Reputation: 3
I am trying to scrape the info below from some web page. This is the full code:
<tr class="owner">
<td id="P184" class="ownerP" colspan="4">
<ul>
<li><span class="detailType">name:</span><span class="detail">merry/span></li>
<li><a title="sendmessage" class="sendMessageLink" onclick="return openSendMessage('/sendMessage.php',20205" href="" tabindex="0"><span></span>sendmessage</a> <span class="remark_soft">(by pm system)</span></li>
<li><span class="detailType">phone 1</span><a class="detail" href="tel:0387362531">0387362531</a></li>
<li><span class="detailType"></span></li>
</ul>
</td>
</tr>
I want to only get this info (the phone number):
<a class="detail" href="tel:0387362531">0387362531</a>
Here is my code, but it doesn't work:
for details in soup.find_all(attrs= {"class": "detail"}):
re_res = re.search(r"tel:\('.*?',(\d+)\)", details['href'])
print(re_res)
Upvotes: 0
Views: 58
Reputation: 5274
You are pretty close, here you go:
import re
from bs4 import BeautifulSoup
html_doc = """
<tr class="owner"><td id="P184" class="ownerP" colspan="4"><ul>
<li><span class="detailType">name:</span><span class="detail">merry/span></li>
<li><a title="sendmessage" class="sendMessageLink" onclick="return openSendMessage('/sendMessage.php',20205" href="" tabindex="0"><span></span>sendmessage</a> <span class="remark_soft">(by pm system)</span></li><li><span class="detailType">phone 1</span><a class="detail" href="tel:0387362531">0387362531</a></li><li><span class="detailType"></span></li>
</ul></td></tr>
"""
soup = BeautifulSoup(html_doc, 'html.parser')
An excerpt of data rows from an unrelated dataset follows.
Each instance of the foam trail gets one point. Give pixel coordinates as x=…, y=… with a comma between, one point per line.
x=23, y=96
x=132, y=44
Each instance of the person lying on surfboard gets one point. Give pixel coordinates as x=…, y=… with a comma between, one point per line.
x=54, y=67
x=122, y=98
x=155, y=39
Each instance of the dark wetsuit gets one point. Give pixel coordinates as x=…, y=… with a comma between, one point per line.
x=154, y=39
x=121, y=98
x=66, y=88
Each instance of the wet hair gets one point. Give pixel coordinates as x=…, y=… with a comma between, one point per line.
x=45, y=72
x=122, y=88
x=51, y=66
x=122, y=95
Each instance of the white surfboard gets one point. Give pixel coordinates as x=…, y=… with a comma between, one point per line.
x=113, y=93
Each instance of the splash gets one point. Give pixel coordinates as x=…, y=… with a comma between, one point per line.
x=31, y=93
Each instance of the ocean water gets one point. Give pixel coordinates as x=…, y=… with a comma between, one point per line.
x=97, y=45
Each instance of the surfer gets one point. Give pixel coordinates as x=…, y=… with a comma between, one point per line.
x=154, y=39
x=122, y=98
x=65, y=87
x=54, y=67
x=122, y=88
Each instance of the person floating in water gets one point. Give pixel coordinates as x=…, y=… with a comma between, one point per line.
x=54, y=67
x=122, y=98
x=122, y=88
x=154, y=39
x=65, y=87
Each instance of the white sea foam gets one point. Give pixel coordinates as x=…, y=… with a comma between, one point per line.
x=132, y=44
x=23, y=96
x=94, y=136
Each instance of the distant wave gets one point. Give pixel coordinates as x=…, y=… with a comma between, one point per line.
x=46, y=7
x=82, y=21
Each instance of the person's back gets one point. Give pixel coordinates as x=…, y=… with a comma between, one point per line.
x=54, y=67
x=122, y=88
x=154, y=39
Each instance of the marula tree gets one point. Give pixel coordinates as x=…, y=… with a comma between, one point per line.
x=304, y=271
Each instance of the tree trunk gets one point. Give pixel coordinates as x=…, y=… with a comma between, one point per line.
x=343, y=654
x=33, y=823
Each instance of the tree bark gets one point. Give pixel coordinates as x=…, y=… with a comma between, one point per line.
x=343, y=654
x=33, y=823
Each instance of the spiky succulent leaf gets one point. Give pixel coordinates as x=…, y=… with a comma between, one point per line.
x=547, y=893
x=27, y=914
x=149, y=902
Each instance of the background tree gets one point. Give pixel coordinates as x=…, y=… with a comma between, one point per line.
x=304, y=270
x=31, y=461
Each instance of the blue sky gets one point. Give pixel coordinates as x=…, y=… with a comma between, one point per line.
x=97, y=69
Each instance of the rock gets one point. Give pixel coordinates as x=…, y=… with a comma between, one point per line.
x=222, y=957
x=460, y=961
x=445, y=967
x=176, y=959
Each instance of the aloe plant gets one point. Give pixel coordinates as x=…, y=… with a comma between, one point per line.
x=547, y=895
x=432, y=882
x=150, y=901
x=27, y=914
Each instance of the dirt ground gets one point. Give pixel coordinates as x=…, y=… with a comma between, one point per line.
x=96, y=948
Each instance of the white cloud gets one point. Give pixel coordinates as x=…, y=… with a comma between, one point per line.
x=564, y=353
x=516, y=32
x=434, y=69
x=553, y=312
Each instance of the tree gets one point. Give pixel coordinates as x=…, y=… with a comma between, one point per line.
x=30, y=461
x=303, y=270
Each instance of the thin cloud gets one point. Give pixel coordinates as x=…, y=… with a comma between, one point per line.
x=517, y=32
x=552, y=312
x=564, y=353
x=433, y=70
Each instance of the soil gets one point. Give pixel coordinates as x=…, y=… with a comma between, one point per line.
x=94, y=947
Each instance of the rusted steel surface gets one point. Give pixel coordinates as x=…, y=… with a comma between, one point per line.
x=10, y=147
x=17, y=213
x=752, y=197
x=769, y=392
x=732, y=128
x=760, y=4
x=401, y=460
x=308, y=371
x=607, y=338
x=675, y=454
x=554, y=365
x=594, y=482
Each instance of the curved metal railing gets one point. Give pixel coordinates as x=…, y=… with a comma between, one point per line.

for details in soup.find_all(attrs= {"class": "detail"}):
if "href" in details.attrs and re.search("^tel:", details.attrs["href"]):
print(details.text)
Output:
0387362531
I'm simply looking through the details list you've made and if I find one that has and href
and that href
starts with tel:
then print that value out.
Upvotes: 1
Reputation: 22440
You can get the same result without using regex. In that case, try the below approach:
from bs4 import BeautifulSoup
html_doc = """
<tr class="owner"><td id="P184" class="ownerP" colspan="4"><ul>
<li><span class="detailType">name:</span><span class="detail">merry/span></li>
<li><a title="sendmessage" class="sendMessageLink" onclick="return openSendMessage('/sendMessage.php',20205" href="" tabindex="0"><span></span>sendmessage</a> <span class="remark_soft">(by pm system)</span></li><li><span class="detailType">phone 1</span><a class="detail" href="tel:0387362531">0387362531</a></li><li><span class="detailType"></span></li>
</ul></td></tr>
"""
Using .select()
:
soup = BeautifulSoup(html_doc, 'html.parser')
for telephone in soup.select("a[href^='tel:']"):
if "detail" in telephone['class']:
print(telephone.text)
Or with .find_all()
:
soup = BeautifulSoup(html_doc, 'html.parser')
for telephone in soup.find_all("a",class_="detail"):
if telephone['href'].startswith('tel:'):
print(telephone.text)
They both produce the same output:
0387362531
Upvotes: 0
Reputation: 163577
You have to add the element type a
to find_all and your regex tel:\('.*?',(\d+)\)
tries to match opening and closing parenthesis \(
and \)
which are not in the href
.
You could update your regex to tel:(\d+)
to match tel:
followed by one or more digits in a capturing group (group 1) which you can retrieve with re_res.group(1)
For example:
for details in soup.find_all('a', attrs= {"class": "detail"}):
re_res = re.search(r"tel:(\d+)", details['href'])
print(re_res.group(1)) # 0387362531
Upvotes: 0
Reputation: 69
You should replace soup.find_all(attrs= {"class": "detail"})
by soup.find_all('a', attrs= {"class": "detail"})[0]
in order to avoid having the span
too in details
.
Moreover your regex does not work, this one should work tel:(\d+)
. But rather than using a regex why not just getting a
tag text by doing details.text
?
Upvotes: 0